L’illustrazione medica ha una storia relativamente recente, che in sostanza inizia con il Rinascimento e si sviluppa seguendo l’evoluzione delle conoscenze mediche e delle tecniche di stampa. Parallelamente alla grafica, soprattutto nei secoli XVIII e XIX, un’importante campo di sviluppo dell’illustrazione medico-scientifica è la produzione di sculture e in particolare di modelli in cera. La computer-grafica 3D rappresenta il fronte più avanzato di questa storia, anche perché, con la modellazione tridimensionale degli oggetti, costituisce una specie di sintesi tra la riproducibilità delle opere grafiche e la pulizia e la chiarezza didattica della ceroplastica.
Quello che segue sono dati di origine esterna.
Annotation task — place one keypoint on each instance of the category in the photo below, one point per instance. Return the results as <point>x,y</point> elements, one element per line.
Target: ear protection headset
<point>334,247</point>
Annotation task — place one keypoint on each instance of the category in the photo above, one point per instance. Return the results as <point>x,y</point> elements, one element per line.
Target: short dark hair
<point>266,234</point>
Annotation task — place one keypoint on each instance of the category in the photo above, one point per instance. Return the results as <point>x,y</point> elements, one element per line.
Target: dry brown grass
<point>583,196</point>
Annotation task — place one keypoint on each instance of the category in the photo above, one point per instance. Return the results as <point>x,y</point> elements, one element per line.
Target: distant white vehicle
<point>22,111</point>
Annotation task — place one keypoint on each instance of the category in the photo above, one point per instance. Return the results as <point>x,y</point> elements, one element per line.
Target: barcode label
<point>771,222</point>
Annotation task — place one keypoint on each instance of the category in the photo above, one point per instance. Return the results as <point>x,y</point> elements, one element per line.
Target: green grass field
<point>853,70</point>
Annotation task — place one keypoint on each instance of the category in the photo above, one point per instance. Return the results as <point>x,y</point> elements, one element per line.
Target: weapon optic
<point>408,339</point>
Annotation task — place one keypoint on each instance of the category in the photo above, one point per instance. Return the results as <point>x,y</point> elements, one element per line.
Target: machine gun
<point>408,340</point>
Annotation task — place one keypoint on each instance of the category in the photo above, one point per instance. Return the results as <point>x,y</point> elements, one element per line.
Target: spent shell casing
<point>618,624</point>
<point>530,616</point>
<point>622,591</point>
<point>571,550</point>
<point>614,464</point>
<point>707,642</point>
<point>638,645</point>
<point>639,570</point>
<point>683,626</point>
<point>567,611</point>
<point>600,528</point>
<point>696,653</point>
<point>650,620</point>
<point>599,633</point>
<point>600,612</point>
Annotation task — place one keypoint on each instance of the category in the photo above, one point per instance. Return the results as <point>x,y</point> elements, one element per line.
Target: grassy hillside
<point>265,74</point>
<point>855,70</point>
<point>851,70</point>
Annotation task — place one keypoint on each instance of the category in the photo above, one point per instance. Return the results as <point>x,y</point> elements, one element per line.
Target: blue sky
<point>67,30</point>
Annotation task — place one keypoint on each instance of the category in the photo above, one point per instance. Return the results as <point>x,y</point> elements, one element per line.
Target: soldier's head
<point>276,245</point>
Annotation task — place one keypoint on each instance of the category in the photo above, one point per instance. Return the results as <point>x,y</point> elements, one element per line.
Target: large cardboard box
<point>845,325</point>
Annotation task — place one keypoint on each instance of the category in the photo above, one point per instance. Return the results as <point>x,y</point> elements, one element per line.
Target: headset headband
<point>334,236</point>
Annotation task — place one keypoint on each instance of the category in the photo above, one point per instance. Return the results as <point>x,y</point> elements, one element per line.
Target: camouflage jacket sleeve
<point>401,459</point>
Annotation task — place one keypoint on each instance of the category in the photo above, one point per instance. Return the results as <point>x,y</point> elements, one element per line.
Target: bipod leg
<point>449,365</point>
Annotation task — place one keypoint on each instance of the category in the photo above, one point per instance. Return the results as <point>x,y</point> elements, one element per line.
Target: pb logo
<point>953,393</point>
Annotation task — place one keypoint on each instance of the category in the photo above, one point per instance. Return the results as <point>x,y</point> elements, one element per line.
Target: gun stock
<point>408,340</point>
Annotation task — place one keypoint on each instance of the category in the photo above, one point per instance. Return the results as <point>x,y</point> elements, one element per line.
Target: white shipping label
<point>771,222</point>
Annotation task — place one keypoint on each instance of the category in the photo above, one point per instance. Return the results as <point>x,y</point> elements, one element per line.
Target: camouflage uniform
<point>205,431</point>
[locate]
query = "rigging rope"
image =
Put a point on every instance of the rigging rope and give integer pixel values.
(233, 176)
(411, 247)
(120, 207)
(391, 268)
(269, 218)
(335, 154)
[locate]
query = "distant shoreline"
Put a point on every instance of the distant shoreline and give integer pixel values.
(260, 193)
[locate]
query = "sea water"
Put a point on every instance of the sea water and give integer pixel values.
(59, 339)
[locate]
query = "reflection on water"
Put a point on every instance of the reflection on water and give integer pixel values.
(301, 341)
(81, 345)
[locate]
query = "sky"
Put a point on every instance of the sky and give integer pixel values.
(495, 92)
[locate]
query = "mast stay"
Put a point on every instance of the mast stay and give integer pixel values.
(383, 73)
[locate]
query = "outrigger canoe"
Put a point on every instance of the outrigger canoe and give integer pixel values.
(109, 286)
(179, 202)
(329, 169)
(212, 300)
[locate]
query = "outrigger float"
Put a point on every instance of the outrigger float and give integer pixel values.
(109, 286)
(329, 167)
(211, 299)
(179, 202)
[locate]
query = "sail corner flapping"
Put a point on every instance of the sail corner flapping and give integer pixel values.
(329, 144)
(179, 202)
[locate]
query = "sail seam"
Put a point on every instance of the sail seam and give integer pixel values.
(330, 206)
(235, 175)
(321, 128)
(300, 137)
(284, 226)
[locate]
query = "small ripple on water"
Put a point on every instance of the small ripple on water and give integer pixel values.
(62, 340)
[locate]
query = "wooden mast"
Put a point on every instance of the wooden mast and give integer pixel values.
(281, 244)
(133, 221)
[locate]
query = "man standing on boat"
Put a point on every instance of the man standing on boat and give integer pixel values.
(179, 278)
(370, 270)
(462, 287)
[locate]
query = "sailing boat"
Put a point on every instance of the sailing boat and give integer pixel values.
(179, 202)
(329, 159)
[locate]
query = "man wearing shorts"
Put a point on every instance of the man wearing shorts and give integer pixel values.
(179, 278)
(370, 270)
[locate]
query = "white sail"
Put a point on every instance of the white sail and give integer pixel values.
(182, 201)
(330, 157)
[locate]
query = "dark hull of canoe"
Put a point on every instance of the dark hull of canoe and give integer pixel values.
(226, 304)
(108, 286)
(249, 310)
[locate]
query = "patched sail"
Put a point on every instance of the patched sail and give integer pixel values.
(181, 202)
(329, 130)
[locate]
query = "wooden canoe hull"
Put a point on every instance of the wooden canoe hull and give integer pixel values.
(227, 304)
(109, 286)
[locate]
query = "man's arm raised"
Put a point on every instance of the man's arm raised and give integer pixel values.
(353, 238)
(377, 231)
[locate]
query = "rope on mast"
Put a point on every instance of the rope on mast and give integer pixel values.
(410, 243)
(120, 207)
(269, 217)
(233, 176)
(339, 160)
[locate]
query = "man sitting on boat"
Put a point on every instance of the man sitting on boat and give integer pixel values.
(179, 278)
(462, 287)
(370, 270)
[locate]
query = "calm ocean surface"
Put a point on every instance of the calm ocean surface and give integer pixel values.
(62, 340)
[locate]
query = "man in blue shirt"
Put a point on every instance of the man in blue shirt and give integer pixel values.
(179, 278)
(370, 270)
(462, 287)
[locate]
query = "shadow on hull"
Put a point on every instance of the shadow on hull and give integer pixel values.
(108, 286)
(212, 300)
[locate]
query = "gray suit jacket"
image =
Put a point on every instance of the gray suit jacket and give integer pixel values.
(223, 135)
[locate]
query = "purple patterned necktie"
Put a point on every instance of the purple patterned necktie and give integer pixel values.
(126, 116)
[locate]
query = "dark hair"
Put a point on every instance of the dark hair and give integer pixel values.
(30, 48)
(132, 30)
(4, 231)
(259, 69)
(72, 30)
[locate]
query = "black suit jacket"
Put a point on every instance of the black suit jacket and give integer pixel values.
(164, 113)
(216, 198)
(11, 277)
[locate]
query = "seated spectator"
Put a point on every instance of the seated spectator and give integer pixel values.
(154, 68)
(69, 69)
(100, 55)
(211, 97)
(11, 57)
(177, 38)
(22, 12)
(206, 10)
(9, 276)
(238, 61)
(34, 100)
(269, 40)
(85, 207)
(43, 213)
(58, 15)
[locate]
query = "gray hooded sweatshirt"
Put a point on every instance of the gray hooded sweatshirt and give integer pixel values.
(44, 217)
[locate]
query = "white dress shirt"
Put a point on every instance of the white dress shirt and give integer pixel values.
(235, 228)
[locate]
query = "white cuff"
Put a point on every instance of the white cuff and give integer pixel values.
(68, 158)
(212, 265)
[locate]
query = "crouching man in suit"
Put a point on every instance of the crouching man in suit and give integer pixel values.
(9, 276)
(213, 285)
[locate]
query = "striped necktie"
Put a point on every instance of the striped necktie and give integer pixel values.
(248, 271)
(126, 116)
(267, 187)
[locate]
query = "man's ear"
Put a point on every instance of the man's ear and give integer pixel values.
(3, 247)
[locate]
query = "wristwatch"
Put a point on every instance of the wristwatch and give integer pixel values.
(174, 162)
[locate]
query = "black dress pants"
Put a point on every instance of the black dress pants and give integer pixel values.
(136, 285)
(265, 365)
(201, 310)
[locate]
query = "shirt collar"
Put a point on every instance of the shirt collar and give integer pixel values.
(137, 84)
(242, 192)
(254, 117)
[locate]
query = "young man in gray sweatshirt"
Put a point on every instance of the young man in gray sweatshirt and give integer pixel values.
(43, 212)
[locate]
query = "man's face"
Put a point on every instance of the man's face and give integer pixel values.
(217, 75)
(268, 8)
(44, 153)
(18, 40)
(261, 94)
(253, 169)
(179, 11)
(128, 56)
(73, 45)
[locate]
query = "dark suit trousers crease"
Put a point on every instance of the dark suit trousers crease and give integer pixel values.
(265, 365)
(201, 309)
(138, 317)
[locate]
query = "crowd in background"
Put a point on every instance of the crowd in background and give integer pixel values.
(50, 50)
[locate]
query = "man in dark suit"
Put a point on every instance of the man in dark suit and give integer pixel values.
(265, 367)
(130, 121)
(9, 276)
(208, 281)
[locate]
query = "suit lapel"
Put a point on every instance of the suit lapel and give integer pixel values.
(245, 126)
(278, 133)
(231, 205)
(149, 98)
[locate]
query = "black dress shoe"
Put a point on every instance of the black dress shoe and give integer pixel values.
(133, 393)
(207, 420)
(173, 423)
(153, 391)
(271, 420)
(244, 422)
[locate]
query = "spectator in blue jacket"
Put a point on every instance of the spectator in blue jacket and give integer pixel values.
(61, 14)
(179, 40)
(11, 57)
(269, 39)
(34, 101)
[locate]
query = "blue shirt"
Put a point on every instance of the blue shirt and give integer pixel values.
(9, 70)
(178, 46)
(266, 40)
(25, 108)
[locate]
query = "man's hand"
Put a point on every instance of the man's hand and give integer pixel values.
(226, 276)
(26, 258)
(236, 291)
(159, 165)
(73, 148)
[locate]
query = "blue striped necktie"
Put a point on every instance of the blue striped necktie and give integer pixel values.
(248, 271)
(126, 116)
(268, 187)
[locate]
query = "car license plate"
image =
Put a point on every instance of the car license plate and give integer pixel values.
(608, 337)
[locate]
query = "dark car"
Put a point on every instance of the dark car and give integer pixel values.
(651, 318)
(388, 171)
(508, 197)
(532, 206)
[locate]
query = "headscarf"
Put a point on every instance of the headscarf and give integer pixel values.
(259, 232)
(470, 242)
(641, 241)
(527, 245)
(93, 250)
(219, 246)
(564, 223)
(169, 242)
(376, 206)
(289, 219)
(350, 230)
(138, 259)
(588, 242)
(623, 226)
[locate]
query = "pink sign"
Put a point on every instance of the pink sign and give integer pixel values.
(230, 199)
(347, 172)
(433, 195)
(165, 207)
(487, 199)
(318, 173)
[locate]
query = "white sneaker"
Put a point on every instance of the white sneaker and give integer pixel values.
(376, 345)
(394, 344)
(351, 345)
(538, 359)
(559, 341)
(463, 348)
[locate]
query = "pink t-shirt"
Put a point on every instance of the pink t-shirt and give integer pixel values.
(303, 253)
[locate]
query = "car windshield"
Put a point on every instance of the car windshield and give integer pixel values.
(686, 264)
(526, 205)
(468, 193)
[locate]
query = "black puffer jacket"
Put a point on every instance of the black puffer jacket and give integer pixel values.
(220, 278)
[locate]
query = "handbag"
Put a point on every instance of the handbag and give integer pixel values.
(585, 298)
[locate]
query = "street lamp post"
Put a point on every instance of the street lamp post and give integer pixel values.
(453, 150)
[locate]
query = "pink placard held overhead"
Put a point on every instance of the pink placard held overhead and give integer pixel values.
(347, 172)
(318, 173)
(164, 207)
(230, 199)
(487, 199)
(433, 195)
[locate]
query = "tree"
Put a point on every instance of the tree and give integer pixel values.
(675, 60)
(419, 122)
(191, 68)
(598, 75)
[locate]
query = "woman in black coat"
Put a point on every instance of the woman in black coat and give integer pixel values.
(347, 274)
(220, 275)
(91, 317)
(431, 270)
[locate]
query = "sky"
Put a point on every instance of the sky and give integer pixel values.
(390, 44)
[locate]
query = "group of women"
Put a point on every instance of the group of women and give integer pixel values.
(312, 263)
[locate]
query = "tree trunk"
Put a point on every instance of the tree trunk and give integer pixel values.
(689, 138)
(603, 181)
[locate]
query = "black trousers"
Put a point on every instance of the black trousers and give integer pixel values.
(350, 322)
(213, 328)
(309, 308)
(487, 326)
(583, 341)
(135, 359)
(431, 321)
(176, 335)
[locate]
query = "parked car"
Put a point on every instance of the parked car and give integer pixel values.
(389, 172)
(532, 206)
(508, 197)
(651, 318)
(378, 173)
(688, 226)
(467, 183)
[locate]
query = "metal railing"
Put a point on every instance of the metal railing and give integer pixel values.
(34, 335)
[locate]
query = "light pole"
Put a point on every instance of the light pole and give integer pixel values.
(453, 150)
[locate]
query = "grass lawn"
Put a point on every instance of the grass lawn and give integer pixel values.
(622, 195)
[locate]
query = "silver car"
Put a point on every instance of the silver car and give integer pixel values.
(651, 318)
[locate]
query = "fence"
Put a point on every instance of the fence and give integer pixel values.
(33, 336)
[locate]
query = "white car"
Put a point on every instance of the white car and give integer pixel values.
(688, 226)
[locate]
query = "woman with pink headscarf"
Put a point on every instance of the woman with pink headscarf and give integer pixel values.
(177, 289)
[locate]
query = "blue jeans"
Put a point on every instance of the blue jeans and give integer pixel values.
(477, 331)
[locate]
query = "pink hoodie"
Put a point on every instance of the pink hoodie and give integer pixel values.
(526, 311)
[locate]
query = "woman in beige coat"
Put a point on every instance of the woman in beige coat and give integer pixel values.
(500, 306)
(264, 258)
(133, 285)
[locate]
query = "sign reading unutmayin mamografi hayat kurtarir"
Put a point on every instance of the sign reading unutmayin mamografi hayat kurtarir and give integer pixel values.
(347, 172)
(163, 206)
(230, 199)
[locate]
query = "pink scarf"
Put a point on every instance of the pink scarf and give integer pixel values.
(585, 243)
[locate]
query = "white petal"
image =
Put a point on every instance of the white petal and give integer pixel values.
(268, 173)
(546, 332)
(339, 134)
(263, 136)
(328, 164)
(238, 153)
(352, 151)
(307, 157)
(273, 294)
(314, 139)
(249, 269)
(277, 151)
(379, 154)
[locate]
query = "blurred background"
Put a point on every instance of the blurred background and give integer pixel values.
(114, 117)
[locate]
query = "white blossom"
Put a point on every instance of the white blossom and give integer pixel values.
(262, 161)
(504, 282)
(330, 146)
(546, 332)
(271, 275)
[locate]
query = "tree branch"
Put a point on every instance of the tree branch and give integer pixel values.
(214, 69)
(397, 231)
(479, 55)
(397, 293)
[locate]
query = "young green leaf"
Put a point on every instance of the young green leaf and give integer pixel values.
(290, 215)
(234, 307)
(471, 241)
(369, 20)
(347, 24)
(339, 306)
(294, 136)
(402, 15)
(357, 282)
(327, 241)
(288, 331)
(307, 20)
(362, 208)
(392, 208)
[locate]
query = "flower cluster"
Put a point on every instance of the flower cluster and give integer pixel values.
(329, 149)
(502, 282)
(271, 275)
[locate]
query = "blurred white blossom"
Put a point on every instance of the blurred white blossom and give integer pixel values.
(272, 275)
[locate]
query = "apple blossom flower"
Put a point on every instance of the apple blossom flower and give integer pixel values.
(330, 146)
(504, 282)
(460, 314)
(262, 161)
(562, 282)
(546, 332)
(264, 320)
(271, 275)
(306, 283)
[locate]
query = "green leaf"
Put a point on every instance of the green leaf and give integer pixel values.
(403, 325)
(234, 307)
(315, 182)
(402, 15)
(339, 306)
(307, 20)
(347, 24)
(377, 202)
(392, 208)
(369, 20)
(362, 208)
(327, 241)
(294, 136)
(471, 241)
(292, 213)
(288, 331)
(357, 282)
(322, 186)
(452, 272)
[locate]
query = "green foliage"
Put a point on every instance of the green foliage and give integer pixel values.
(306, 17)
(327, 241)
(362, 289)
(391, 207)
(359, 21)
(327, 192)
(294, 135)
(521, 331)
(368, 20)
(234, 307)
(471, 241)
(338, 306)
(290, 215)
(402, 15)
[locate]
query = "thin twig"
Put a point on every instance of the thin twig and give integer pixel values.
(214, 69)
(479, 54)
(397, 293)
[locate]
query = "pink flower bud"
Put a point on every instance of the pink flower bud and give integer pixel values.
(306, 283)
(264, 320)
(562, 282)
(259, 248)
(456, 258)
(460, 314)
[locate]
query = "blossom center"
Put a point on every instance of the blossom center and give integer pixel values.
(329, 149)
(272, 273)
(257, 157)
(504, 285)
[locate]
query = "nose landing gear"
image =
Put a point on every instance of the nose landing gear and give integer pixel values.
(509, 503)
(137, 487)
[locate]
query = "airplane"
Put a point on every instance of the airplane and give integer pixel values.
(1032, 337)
Grazie a specifici software (3D Studio Max, Maya, Softimage, per citare solo i più conosciuti), gli illustratori medici possono oggi lavorare con degli oggetti tridimensionali “scolpendoli” digitalmente o ricavandoli da dati acquisiti con tecniche diverse (con programmi specializzati, come per esempio 3D Doctor, si possono ottenere e gestire oggetti 3D da scansioni TAC o MRI). Dopo la modellazione nello spazio tridimensionale, l’illustratore indica al computer come ricoprire le superfici degli oggetti, eventualmente utilizzando anche immagini digitali (texture che possono anche provenire da archivi di immagini fotografiche). Queste texture vengono “spalmate” sulla corazza 3D precedentemente creata. L’oggetto conserva così una sua realtà ben separata dallo sfondo o da altri oggetti e le immagini che si ottengono risultano perciò particolarmente chiare e leggibili. A partire dagli oggetti, poi, si possono generare delle brevi animazioni per ruotare, muovere o modificare la scena, aggiungendo all’illustrazione una dimensione temporale e dinamica che difficilmente può essere resa con la stessa efficacia da un disegno bidimensionale.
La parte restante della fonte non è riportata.